La démarche consiste à questionner la personne infectée pour obtenir les noms des possibles cas-contact. Si elle ne peut pas les identifier tous, les « rastreadores » se livrent à une enquête à distance pour laquelle il leur est possible de demander le concours de la Guardia Civil lorsqu’ils rencontrent certaines réticences à fournir des données ou rendre des fichiers accessibles. Les situations impliquant des personnes sans domicile fixe, des saisonniers, des travailleurs précaires sont toujours délicates, car à la difficulté d’isoler s’associe la complexité du traçage des potentiels cas-contacts. D’où la pression ressentie par les « rastreadores ».

Beaucoup d’entre eux sont des infirmier(e)s qui, au plus fort de la pandémie, travaillaient dans les hôpitaux.

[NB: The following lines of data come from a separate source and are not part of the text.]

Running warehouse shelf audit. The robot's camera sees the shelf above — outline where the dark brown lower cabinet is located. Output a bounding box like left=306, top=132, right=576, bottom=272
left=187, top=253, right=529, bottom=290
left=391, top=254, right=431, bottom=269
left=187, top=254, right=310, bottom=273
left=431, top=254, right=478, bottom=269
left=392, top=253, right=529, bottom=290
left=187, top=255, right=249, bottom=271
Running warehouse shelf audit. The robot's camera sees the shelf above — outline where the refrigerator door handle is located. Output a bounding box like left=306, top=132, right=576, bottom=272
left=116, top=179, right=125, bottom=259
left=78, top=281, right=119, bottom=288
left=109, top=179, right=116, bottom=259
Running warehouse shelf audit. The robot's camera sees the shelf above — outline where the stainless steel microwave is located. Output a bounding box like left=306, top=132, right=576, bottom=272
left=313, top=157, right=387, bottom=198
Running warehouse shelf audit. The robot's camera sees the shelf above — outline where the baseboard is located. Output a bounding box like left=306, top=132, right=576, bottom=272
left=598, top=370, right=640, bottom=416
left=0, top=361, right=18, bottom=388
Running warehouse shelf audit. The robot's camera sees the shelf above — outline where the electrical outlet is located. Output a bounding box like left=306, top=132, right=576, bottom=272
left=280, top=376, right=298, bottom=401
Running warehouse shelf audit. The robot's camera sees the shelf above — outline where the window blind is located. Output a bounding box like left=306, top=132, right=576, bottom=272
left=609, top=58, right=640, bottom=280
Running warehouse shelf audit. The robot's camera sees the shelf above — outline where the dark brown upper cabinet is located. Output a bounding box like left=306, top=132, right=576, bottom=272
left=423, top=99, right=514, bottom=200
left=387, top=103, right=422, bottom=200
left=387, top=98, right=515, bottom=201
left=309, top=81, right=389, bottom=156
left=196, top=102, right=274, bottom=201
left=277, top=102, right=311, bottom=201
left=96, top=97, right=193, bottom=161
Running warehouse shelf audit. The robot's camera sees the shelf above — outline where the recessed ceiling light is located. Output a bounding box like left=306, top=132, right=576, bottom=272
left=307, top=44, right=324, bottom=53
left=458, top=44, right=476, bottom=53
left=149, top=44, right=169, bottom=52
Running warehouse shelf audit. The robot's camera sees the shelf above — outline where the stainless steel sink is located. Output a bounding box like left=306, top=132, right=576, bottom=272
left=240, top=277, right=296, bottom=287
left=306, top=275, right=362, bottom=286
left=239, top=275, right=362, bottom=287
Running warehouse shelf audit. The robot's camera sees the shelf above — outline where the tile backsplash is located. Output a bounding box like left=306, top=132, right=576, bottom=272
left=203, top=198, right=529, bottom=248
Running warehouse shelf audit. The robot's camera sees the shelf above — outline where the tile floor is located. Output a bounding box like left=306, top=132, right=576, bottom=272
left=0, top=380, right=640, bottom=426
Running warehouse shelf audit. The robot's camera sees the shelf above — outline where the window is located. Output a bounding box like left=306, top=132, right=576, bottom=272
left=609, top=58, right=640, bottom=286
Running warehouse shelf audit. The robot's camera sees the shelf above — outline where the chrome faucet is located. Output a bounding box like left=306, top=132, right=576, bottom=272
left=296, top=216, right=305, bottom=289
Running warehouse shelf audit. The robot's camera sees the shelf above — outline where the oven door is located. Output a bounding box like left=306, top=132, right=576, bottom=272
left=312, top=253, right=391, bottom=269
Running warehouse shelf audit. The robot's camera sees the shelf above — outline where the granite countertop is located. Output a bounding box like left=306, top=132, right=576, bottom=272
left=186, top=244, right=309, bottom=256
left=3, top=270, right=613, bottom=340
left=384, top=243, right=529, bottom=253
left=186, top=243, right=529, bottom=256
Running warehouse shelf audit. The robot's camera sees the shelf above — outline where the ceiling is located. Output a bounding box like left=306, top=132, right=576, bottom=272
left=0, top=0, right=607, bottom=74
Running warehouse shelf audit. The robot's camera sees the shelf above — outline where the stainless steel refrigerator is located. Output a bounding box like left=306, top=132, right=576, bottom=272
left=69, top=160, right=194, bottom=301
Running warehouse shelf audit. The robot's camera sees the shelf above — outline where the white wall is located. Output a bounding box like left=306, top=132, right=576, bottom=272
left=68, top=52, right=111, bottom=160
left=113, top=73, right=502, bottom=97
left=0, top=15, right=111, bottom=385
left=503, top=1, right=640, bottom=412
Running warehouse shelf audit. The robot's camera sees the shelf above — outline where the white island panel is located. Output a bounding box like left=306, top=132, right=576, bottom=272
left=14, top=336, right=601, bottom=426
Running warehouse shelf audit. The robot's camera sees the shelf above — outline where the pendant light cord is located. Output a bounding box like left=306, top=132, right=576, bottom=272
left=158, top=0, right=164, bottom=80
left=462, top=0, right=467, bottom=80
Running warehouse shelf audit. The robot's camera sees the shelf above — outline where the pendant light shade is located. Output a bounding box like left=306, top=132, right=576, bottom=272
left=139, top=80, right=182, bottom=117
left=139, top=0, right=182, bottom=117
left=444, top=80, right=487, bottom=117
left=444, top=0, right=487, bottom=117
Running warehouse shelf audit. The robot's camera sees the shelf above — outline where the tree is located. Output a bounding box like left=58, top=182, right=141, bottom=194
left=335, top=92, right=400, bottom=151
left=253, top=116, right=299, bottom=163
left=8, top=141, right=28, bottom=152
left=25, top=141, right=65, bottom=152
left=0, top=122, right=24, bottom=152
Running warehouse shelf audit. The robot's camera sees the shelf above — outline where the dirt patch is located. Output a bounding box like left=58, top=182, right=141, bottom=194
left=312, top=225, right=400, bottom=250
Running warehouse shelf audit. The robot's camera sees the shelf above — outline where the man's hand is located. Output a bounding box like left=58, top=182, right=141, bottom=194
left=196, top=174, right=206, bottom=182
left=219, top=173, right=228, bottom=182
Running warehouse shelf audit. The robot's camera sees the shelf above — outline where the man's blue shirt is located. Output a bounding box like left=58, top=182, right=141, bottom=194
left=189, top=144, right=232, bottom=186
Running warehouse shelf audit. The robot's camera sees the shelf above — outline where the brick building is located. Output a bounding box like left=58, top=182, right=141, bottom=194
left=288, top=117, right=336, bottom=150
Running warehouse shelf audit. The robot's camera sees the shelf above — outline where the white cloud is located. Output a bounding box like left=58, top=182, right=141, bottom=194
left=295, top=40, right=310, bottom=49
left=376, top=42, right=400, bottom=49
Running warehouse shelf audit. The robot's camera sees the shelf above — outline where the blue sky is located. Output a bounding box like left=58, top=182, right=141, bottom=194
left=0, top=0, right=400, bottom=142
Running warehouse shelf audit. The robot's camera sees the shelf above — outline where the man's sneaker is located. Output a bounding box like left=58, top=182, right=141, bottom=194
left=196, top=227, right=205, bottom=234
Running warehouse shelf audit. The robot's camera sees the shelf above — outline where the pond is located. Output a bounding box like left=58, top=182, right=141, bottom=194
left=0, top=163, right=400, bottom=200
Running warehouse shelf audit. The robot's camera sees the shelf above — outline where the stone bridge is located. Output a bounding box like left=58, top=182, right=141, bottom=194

Une bonne partie a moins de 25 ans, mais ils sont tous supervisés par des seniors. Leur sens des responsabilités, décrit par La Vangardia, force le respect. Quotidiennement et inlassablement, ils traitent les données transmises par les lieux de soins. Avec les personnes infectées, les « rastreadores » reconstituent par téléphone les 48 heures précédant leur détection. Dans un second temps, ils prennent contact avec celles et ceux qui sont susceptibles d’avoir été contaminés, soit en ayant obtenu directement leurs coordonnées, soit en se livrant à un travail de détective.

Dans toutes leurs investigations, le nom du patient zéro est couvert par le secret professionnel, tout autant que l’identité des possibles cas contacts. Un cloisonnement indispensable d’un point de vue éthique, mais aussi nécessaire pour éviter qu’à la maladie s’ajoutent de toujours possibles règlements de comptes. Durant toute la période de leur isolement, les personnes bénéficient d’un suivi téléphonique assurant écoute et conseil. Sans un minimum de civisme chez les personnes concernées, tout ce travail n’a aucun sens. D’où la nécessité, pour les « rastreadores » de développer leurs capacités d’empathie. Ainsi n’apprécient-ils pas qu’on les nomme « trackers », car s’ils mettent un point d’honneur à traquer le virus, ils ne traquent pas les malades mais font un travail de fins limiers pour le bien de tous.

Faisant suite à la récente demande d’Ada Colau, la maire de Barcelone, d’augmenter le nombre des personnels dédiés à cette tache, la « Generalitat de Catalunya » a annoncé l’embauche de 500 professionnels venant renforcer les 120 actuellement en poste. D’une communauté autonome à l’autre, les moyens et les organisations diffèrent. « La Rioja » a développé une application nommée « ControlCovid », destinée autant à identifier les chaînes de transmissions qu’à assister les personnes contaminées. A Gran Canaria, une bibliothèque publique est devenue le P.C. Opérationnel des « rastreadores », alors qu’a Tenerife, ce sont les Centres de Soins Primaires qui les hébergent. Aux Baléares, chaque Centre de Soins Primaires compte au sein de son équipe pluridisciplinaire au moins une infirmière et un technicien dédiés à ce travail, leur plate-forme de coordination étant installée à Palma de Majorque. Ici, décentralisation ne rime pas avec désorganisation, mais avec adaptation aux réalités du terrain.